Jamming Disciplines Colloquium: Talk w/ Dr. Gro B. Ween

Speaker Bio:

Gro Ween is an anthropologist who examines the intersections of heritage, repatriation, and natural resource management within indigenous communities. Her research spans work with Aboriginal people in Australia, Southern and Northern Sami in Norway, and Yupik communities in Alaska. Ween is particularly interested in how heritage practices and repatriation efforts are tied to broader issues of land rights and resource conflicts. Her approach emphasizes the everyday enactment of these processes, from cultural activities to negotiations with authorities and scientists.

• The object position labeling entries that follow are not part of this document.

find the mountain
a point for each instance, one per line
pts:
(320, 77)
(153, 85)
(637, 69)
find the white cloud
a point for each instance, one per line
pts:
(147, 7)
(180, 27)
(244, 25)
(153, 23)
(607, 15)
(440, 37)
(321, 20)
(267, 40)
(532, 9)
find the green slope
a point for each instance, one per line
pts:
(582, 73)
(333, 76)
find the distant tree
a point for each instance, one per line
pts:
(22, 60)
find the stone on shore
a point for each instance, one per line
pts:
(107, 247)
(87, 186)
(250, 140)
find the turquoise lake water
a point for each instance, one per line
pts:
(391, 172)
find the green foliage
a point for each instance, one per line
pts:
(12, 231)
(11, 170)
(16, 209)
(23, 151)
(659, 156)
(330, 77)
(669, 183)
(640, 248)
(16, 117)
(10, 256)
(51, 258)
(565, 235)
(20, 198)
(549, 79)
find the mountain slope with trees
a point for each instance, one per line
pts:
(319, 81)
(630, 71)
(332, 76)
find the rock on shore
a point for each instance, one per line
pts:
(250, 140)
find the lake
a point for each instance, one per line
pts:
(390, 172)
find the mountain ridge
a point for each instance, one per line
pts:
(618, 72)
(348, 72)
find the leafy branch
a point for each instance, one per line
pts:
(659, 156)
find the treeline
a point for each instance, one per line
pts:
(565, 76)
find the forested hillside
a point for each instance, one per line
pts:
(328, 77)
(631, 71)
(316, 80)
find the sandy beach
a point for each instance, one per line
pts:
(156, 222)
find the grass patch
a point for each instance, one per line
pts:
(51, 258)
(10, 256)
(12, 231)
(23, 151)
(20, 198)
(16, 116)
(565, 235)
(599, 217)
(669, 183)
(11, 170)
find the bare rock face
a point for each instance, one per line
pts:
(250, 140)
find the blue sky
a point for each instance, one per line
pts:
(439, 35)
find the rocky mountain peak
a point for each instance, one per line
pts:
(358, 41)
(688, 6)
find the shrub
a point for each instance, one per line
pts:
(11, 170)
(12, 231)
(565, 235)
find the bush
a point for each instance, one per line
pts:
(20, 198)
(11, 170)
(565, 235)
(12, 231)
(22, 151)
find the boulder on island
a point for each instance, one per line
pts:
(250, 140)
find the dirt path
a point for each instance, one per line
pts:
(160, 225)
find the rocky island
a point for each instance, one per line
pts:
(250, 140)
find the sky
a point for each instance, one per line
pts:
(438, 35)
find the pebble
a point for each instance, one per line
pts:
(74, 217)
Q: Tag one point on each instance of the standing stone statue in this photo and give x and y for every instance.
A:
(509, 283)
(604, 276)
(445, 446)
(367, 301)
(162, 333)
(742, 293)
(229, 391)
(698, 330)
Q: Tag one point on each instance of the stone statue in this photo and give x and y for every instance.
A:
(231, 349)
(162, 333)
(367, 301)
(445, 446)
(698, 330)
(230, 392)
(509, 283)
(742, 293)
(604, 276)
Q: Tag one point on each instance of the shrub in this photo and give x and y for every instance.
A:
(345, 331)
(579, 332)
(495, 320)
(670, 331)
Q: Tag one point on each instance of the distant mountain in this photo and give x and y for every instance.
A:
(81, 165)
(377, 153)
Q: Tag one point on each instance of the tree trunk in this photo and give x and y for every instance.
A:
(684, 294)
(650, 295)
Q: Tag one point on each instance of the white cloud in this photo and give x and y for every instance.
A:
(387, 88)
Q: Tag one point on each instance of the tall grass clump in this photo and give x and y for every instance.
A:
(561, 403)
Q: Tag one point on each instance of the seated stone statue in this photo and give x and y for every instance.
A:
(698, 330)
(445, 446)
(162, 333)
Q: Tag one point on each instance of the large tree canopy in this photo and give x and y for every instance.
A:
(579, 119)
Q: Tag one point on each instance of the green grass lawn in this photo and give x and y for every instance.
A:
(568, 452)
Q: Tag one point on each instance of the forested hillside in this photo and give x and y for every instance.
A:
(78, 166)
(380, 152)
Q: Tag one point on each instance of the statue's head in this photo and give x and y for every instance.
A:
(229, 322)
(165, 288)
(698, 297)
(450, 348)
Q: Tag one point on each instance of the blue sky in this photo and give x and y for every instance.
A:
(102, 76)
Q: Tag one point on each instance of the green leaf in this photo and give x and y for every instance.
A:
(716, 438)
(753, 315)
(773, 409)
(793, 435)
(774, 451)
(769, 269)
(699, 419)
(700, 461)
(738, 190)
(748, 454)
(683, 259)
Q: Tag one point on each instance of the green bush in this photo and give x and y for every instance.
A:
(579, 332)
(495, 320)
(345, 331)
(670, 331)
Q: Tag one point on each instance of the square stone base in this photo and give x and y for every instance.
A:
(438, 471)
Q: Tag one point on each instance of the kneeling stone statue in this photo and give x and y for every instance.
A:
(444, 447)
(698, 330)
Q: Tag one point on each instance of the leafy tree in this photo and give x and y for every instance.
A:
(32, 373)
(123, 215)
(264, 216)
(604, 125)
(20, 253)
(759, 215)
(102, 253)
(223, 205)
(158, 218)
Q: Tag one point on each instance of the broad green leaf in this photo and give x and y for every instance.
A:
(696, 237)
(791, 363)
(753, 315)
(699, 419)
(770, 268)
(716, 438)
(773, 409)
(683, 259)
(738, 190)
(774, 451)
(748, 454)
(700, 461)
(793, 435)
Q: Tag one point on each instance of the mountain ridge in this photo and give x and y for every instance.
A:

Ween’s work delves into the complex relationships between indigenous knowledge systems and external environmental management, exploring how repatriation and heritage are continuously shaped by both local practices and global interventions. Through her research, she aims to understand how indigenous communities assert their rights and identities amidst the ongoing pressures of natural resource exploitation and management, highlighting the importance of cultural heritage in these struggles.

Abstract:

Deatnu River is the largest Atlantic salmon river in the Northern Hemisphere. Sami fisheries in the river have been colonized over many centuries. Deatnu gold, the salmon, attracted kings and their tax collectors to the valley in the early 1700s. In the late 1900s, legislative efforts designed to reshape Sami human-fish relations were put in place, transforming Sami fisheries from collective events to become individual activities associated with private ownership of land, making space for Norwegian settlers. Today in Norway, indigenous knowledge of salmon has been a political and legislative issue for almost 40 years. This paper considers the Norwegian Ministry of Environment’s efforts to somewhat decolonize, by creating a co-management body for the Deatnu salmon, a process that has been ongoing since 2008. What happens when Sami salmon knowledge becomes enrolled into environmental management regimes? In what way can such a process be called collaborative? Based on my long-term presence in Deatnu, my collaborations with fishery associations, fishermen, Sami academics and activists, I compare the foundational approaches to Sami knowledge at the core of what is presented as co-management by the Ministry of Environment, to existing Sami approaches to salmon knowledge. I trace events where state biologists seek to pin down Sami knowledge and question what Sami knowledge become in such instances, in comparison to what Sami knowledge of salmon can be outside of these relations.


Location: QC 2013

Date and Time: Monday, Sept. 23 at 05:30 PM - 06:30 PM (NDT)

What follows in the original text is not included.